4.3. Parameter Estimation

In this study, we have mainly relied on the quantitative measurements of sGC and cGMP-PDE activities performed on human platelets [4]. Here maximal peak cGMP concentrations of about 60 µM and maximal steady state values below 10 µM were observed (in absence of PDE inhibitors). Also here, steady state was established well within one minute, which is typically used here. The V_max for sGC was set to 20 µM/s as measured in human platelets [4], whereas the basal sGC activity (k_cat) was fitted to about 1/400 of the value for the activated enzyme, which is similar to findings on the recombinant enzyme [24]. Adjustments of the PDE V_max activities were performed to fit measured cAMP and cGMP levels [16], keeping total cAMP PDE activity close to 2 µM s⁻¹ as reported at 1 µM substrate [66] and AC activity < 1 µM s⁻¹. A constant adenylate cyclase (AC) activity was assumed. The fitting was also restricted by PDE2 activity being less than 10% of the PDE5 activity at 1 µM cGMP [66].

4.4. Simulations

The model was implemented in COPASI 4.11 (build 65, www.copasi.org), which uses an LSODA ODE-solver for stiff and non-stiff systems [67,68]. The absolute tolerance was set to 1.0 × 10⁻¹². The models will be deposited in the biomodels.org repository.

5. Conclusions

We have performed an analysis of cGMP to cAMP cross-talk in platelets using a mechanistic modelling approach. The modelling showed the importance of including cNMP binding to intracellular receptors to correctly balance the activities of cyclases and phosphodiesterases and to assess the potency of competitive pharmacological inhibitors. This is particularly evident in platelets, which contain extreme levels of such sequestering receptors. Compartment models with heterogeneous distribution of phosphodiesterases could account for experimental observations on NO mediated PKA activation.
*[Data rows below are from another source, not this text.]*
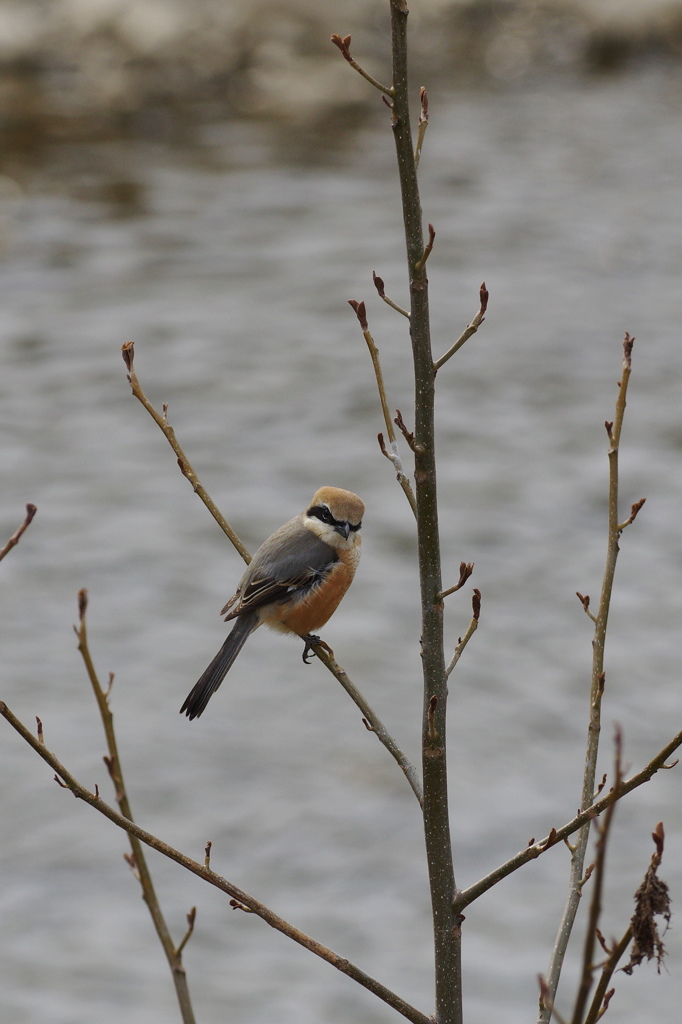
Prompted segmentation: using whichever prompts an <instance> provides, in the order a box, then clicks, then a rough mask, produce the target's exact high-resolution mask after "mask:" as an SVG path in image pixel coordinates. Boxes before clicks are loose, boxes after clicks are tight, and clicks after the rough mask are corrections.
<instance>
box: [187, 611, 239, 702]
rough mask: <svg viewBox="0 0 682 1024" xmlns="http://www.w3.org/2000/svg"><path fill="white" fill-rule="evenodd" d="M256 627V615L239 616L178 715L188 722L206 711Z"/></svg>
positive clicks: (188, 693)
mask: <svg viewBox="0 0 682 1024" xmlns="http://www.w3.org/2000/svg"><path fill="white" fill-rule="evenodd" d="M257 626H258V615H257V614H256V613H255V612H251V614H247V615H240V617H239V618H238V620H237V622H236V623H235V628H233V629H232V631H231V633H230V634H229V636H228V637H227V639H226V640H225V642H224V644H223V645H222V647H221V648H220V650H219V651H218V653H217V654H216V655H215V657H214V658H213V660H212V662H211V664H210V665H209V667H208V669H207V670H206V672H205V673H204V674H203V676H202V677H201V678H200V679H199V680H198V681H197V682H196V683H195V685H194V687H193V688H191V691H190V692H189V693H188V694H187V698H186V700H185V701H184V703H183V705H182V707H181V708H180V715H182V714H184V715H186V716H187V718H188V719H189V720H191V719H193V718H199V716H200V715H201V714H202V712H203V711H204V710H205V709H206V706H207V703H208V702H209V700H210V699H211V697H212V696H213V694H214V693H215V691H216V690H217V688H218V687H219V686H220V683H221V682H222V681H223V679H224V678H225V676H226V675H227V673H228V672H229V670H230V669H231V667H232V664H233V662H235V658H236V657H237V655H238V654H239V652H240V651H241V650H242V647H243V646H244V644H245V643H246V641H247V638H248V637H249V635H250V634H251V633H253V631H254V630H255V629H256V627H257Z"/></svg>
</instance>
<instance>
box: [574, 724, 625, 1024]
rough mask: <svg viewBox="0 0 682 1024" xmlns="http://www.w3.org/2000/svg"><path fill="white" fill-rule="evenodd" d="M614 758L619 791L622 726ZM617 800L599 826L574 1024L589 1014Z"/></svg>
mask: <svg viewBox="0 0 682 1024" xmlns="http://www.w3.org/2000/svg"><path fill="white" fill-rule="evenodd" d="M613 742H614V758H613V788H614V791H615V792H616V793H617V791H619V790H620V788H621V785H622V783H623V768H622V753H623V737H622V734H621V729H620V728H619V727H617V726H616V729H615V737H614V741H613ZM615 805H616V801H614V802H613V803H612V804H611V805H610V806H609V807H608V808H607V809H606V812H605V814H604V820H603V823H602V824H600V825H598V826H597V828H598V834H599V838H598V840H597V856H596V860H595V866H594V871H593V872H591V873H592V874H593V876H594V883H593V887H592V899H591V901H590V912H589V915H588V924H587V930H586V933H585V941H584V944H583V970H582V973H581V980H580V983H579V986H578V992H577V993H576V1005H574V1007H573V1016H572V1024H583V1016H584V1013H585V1008H586V1007H587V1000H588V996H589V994H590V990H591V988H592V981H593V974H594V954H595V943H596V941H597V934H598V931H599V929H598V927H597V926H598V923H599V918H600V916H601V899H602V893H603V890H604V882H605V876H606V845H607V843H608V837H609V835H610V831H611V826H612V823H613V815H614V814H615Z"/></svg>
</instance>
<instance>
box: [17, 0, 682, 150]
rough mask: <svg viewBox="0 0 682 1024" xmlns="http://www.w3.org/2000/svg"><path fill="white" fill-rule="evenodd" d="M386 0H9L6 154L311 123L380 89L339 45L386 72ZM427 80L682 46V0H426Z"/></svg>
mask: <svg viewBox="0 0 682 1024" xmlns="http://www.w3.org/2000/svg"><path fill="white" fill-rule="evenodd" d="M387 14H388V4H387V3H386V2H385V0H381V2H379V0H373V2H368V0H339V2H338V3H328V2H325V3H321V2H319V0H289V2H288V3H287V4H286V5H283V4H282V3H276V2H273V0H252V2H250V3H246V4H245V3H242V4H238V3H235V2H224V0H222V2H216V0H196V2H194V3H191V4H190V5H189V4H186V3H182V2H180V0H97V2H96V3H95V2H93V0H53V2H52V3H50V4H47V5H46V4H44V3H43V2H42V0H22V2H20V3H19V2H14V0H0V132H1V138H2V143H3V148H4V151H5V153H10V154H11V153H13V154H27V155H30V154H31V153H32V152H37V151H40V148H41V147H42V145H44V144H45V143H49V142H52V141H58V140H73V139H80V140H95V139H106V138H117V137H126V136H128V137H140V136H141V137H145V138H162V139H165V140H168V139H173V138H174V137H177V138H181V137H182V136H183V135H185V136H186V134H187V133H188V132H190V131H191V127H193V125H196V124H198V123H199V124H206V123H210V122H212V121H216V120H219V119H223V118H232V119H233V118H241V119H245V118H246V119H258V120H266V121H270V122H278V121H280V122H294V123H299V124H307V125H309V126H311V127H313V128H314V127H315V125H323V124H325V123H329V120H330V118H333V119H335V120H336V121H337V122H338V123H339V124H344V123H348V122H352V121H356V120H357V119H358V118H361V116H363V113H364V111H366V110H367V109H368V105H369V104H371V103H373V102H374V101H375V100H376V95H375V94H374V93H373V91H372V90H371V89H370V88H368V86H367V83H365V82H364V81H363V80H361V79H360V78H359V76H357V75H354V74H352V73H349V70H348V68H347V66H346V63H345V61H344V60H343V59H342V58H341V57H340V55H339V53H338V51H337V50H336V49H335V48H334V47H333V46H331V45H330V34H331V32H333V31H336V32H340V33H341V34H346V33H349V32H352V34H353V44H352V48H353V52H354V54H356V57H357V59H358V60H360V62H361V63H364V65H365V66H366V67H367V68H368V70H371V71H372V72H373V73H374V74H375V75H377V77H379V78H382V77H384V78H387V77H388V53H387V46H388V43H387V35H386V28H387ZM411 25H412V28H413V61H414V71H413V82H414V83H415V85H417V84H419V82H418V80H420V81H421V78H422V75H428V79H429V81H430V82H432V83H433V82H434V80H443V79H444V80H447V81H452V82H457V83H460V84H465V85H468V86H471V87H484V86H485V85H495V84H496V83H503V84H504V83H508V82H513V81H518V80H521V81H522V80H523V79H526V78H528V77H531V76H538V75H547V74H557V73H559V74H565V73H573V74H574V73H579V74H580V73H594V72H604V71H620V70H623V69H627V68H628V67H629V66H631V65H632V63H635V62H641V61H642V60H648V59H651V58H656V59H662V58H663V59H666V60H669V61H670V60H675V61H676V60H677V59H679V58H680V56H682V0H647V2H646V3H642V2H641V0H602V2H600V3H599V4H593V3H588V2H586V0H541V2H536V0H497V2H496V3H495V4H493V3H491V0H415V2H414V4H413V7H412V10H411Z"/></svg>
The compartment models revealed an interesting relationship between the different phosphodiesterases in platelets, which may be linked to the observed clinical efficiency of PDE inhibitors. Further experimental evidence is required to identify the nature and composition of signalling compartments in platelets. This is likely to provide valuable knowledge for the development of novel antiplatelet therapies.